Une pensée pour Piquionne
Il y a un peu plus d'un an, l'affaire Piquionne défrayait la chronique: envoûté par de supposées velléités de recrutement de la part de l'OL, l'attaquant – auteur d'une excellente demi-saison – entrait en conflit ouvert avec des dirigeants qui montraient alors leur grande difficulté à gérer des situations sensibles. Finalement, le joueur ne partait "qu'à" Monaco, tandis que son ancien club, en dépit des bonnes performances de son successeur Bafetimbi Gomis, s'embourbait dans une fin de saison déliquescente.
La trajectoire de l'ex-Rennais, elle, s'est également infléchie, avec un bilan plutôt terne (1) dans une équipe incapable de sortir d'un marasme ancien en dépit de l'arrivée de Ricardo.

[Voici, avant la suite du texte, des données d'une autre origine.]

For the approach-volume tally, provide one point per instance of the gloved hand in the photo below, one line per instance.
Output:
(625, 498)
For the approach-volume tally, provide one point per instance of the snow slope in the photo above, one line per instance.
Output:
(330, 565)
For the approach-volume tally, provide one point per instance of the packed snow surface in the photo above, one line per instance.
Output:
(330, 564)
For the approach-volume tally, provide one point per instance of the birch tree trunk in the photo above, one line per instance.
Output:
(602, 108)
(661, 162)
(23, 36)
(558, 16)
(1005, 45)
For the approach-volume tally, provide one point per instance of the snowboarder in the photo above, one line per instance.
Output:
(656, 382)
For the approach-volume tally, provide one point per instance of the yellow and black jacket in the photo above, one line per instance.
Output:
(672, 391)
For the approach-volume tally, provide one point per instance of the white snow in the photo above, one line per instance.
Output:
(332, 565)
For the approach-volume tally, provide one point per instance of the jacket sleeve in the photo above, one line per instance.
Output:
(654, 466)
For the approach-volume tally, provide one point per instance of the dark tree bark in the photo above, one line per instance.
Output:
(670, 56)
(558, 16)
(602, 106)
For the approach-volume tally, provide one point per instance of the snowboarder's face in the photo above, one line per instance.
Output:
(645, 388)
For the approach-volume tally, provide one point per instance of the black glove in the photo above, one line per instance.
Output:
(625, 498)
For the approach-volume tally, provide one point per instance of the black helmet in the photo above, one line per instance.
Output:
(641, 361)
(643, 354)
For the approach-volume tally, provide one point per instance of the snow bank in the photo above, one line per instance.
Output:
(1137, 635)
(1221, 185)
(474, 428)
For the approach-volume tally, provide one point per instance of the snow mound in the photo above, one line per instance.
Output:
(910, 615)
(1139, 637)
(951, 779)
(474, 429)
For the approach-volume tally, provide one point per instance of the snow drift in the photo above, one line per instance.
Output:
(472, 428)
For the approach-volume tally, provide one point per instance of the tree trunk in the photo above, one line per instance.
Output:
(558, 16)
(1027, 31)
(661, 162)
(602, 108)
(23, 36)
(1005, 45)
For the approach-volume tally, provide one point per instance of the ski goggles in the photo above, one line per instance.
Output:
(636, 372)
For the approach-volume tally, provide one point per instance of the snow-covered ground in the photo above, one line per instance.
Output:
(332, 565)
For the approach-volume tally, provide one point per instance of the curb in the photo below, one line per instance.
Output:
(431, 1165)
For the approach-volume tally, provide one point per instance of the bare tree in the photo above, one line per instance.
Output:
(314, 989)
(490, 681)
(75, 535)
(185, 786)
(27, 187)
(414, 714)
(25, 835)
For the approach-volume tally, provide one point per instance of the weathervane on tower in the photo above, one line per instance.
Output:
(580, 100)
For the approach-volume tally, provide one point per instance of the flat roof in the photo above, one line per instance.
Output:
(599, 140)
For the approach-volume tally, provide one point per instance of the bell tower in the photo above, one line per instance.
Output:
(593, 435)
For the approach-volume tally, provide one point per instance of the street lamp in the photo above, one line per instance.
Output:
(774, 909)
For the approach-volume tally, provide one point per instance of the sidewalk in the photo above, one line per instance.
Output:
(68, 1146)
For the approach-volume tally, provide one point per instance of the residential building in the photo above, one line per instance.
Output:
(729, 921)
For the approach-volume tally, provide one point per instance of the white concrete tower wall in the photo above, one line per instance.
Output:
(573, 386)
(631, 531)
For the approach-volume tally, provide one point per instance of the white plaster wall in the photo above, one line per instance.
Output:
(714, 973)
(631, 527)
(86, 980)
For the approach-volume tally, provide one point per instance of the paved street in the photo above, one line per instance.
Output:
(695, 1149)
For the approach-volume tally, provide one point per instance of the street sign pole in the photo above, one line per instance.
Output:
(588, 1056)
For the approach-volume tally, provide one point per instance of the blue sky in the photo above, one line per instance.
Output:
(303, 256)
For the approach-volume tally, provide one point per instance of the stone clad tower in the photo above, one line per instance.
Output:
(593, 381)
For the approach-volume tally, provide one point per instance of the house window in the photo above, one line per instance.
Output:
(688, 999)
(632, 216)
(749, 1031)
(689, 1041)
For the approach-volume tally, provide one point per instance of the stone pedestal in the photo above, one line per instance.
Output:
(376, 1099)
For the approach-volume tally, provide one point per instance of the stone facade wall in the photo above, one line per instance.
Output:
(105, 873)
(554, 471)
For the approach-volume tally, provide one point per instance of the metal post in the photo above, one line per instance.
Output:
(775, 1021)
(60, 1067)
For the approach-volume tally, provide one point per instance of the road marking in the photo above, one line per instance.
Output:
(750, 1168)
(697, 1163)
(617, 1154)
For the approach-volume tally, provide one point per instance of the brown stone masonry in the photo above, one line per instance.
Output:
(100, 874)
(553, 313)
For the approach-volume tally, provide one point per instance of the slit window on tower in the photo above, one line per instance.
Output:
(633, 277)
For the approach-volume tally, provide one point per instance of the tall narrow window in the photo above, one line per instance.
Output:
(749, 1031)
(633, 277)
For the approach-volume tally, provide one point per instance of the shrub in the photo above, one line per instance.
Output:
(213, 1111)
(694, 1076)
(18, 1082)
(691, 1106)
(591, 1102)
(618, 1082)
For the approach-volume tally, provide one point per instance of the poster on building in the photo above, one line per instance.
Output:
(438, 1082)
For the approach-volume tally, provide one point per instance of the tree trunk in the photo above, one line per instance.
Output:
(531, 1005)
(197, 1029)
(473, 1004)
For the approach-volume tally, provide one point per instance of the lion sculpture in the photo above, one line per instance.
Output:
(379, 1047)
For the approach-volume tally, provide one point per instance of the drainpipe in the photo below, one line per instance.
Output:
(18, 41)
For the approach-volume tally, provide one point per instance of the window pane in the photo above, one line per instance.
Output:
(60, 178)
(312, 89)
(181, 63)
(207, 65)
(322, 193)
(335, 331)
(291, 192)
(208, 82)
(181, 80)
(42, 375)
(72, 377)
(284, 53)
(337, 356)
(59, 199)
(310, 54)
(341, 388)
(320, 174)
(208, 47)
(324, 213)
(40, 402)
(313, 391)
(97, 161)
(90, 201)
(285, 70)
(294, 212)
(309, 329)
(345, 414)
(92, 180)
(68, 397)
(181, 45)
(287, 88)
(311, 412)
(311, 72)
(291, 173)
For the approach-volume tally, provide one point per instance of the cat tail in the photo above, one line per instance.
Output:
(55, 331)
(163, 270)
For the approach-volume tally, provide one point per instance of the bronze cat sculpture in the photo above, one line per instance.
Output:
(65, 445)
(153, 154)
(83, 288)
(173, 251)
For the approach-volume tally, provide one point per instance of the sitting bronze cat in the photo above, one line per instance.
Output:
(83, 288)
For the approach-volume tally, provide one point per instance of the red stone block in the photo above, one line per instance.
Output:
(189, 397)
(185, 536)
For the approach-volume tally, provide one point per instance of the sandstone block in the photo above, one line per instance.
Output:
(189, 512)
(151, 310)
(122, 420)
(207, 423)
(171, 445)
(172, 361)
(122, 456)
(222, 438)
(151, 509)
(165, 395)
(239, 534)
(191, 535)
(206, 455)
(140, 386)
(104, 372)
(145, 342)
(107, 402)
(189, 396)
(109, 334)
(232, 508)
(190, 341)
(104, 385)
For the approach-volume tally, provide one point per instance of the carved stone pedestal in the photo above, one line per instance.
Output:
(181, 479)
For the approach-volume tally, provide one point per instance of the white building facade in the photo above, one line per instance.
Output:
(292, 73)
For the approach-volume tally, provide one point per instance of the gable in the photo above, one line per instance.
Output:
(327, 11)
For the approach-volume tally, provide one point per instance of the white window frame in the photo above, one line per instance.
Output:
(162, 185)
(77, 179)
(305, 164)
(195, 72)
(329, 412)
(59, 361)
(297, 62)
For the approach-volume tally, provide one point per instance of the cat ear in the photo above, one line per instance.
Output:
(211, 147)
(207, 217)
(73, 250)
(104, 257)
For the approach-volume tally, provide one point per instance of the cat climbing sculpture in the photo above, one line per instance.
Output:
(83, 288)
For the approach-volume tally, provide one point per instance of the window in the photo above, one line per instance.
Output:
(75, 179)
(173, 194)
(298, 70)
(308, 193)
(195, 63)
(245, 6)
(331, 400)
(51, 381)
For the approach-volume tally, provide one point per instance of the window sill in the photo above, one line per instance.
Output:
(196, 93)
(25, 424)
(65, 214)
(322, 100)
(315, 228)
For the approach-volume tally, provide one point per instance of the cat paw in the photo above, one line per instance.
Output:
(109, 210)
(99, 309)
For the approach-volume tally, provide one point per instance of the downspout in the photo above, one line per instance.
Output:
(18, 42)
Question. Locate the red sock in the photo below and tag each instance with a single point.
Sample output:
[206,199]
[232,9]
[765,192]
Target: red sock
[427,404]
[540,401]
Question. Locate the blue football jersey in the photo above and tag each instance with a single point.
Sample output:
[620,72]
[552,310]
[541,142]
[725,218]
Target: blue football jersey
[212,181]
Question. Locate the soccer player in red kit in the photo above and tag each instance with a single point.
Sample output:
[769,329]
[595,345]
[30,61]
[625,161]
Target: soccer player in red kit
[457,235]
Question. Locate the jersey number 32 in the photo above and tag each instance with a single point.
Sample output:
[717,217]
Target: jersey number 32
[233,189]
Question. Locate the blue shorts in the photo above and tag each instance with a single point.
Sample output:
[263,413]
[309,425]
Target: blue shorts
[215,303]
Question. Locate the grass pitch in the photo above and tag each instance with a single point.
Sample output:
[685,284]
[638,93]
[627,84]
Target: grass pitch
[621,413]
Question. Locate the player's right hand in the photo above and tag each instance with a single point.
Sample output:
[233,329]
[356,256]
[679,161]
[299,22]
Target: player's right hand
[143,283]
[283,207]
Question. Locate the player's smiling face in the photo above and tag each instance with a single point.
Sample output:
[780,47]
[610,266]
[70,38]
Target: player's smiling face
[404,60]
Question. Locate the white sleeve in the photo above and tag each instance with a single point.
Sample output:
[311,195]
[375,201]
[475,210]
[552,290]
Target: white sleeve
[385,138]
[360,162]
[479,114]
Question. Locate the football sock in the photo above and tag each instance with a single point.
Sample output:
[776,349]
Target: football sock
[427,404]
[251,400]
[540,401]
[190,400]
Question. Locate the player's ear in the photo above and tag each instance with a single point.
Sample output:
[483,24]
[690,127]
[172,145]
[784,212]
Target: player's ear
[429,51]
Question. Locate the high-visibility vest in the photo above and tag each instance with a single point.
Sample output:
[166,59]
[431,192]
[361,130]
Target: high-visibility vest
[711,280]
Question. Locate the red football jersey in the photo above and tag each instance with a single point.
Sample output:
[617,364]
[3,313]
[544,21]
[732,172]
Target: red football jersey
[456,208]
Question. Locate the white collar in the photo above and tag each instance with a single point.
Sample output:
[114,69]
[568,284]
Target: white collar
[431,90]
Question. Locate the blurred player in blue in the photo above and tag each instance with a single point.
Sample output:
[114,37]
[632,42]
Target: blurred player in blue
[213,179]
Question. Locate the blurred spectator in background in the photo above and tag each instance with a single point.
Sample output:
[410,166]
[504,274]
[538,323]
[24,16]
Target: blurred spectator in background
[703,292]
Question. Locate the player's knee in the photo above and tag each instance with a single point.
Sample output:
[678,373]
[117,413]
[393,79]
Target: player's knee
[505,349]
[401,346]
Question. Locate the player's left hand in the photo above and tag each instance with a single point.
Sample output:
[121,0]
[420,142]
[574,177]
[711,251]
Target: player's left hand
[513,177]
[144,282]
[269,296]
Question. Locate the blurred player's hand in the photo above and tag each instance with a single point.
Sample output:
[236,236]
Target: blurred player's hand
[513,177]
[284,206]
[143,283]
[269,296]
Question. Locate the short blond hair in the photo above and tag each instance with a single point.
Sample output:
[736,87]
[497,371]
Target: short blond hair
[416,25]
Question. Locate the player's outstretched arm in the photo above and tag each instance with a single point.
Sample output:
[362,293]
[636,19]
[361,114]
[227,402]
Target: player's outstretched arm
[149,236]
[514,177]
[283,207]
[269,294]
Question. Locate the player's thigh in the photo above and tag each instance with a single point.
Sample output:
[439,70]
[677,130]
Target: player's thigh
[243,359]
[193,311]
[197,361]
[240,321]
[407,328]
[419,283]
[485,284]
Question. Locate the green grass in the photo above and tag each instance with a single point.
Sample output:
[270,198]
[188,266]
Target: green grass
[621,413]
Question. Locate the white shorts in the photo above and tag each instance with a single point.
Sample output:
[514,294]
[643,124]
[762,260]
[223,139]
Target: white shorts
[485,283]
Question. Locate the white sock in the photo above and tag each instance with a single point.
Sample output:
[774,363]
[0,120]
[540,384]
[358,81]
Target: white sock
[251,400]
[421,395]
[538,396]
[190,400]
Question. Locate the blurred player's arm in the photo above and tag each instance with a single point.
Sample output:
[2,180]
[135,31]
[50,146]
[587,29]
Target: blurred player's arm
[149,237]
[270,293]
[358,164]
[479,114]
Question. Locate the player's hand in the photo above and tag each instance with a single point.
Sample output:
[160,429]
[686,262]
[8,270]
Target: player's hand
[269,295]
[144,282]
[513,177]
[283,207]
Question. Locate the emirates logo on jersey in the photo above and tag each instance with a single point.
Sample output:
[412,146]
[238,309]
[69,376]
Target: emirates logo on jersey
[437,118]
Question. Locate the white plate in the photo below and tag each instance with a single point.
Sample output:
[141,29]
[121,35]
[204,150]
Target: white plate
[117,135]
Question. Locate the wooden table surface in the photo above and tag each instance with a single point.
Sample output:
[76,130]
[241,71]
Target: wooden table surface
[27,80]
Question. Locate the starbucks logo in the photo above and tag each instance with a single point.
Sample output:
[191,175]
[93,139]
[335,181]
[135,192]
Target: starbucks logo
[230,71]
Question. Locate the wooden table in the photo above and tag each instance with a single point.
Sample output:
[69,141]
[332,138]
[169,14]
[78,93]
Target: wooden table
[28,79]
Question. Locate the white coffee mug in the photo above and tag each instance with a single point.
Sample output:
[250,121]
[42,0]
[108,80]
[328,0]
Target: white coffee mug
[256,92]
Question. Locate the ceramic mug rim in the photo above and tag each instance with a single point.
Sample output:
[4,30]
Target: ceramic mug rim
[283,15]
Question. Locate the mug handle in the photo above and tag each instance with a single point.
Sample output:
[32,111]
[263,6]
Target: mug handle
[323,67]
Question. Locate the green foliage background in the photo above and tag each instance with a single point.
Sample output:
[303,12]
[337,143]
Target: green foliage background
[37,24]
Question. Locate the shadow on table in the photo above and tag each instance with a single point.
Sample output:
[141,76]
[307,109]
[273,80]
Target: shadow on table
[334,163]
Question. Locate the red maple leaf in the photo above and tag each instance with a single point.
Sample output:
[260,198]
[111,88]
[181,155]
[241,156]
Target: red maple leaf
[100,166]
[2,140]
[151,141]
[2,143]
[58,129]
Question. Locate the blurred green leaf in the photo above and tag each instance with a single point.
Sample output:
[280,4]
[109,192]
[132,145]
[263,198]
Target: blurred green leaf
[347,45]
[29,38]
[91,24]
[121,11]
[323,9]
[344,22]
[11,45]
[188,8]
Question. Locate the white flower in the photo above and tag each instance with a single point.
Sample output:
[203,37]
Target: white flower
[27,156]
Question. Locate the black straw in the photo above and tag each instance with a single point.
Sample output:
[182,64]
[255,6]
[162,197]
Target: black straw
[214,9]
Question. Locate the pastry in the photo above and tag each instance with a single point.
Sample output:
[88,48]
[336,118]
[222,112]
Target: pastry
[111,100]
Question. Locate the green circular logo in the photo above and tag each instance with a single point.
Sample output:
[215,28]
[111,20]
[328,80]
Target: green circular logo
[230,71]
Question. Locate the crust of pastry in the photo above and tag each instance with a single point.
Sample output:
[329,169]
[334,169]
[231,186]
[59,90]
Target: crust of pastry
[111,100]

Rien de déshonorant, mais on ne peut pas s'empêcher de penser que s'il avait privilégié la logique sportive en restant au moins six mois de plus dans le club qui l'avait amené au niveau d'international, le bénéfice aurait été réciproque. Au lieu de quoi, le choix du psychodrame et l'opportunité offerte par cette aberration sportive qu'est le mercato d'hiver ont conduit Piquionne au seul accomplissement d'un bon contrat sur le Rocher. On parierait volontiers que plus aucun club du standing de l'OL ne lui fera désormais la moindre offre.
(1) 7 buts en 27 matches tout de même, mais une influence limitée, loin de son rayonnement stéphanois.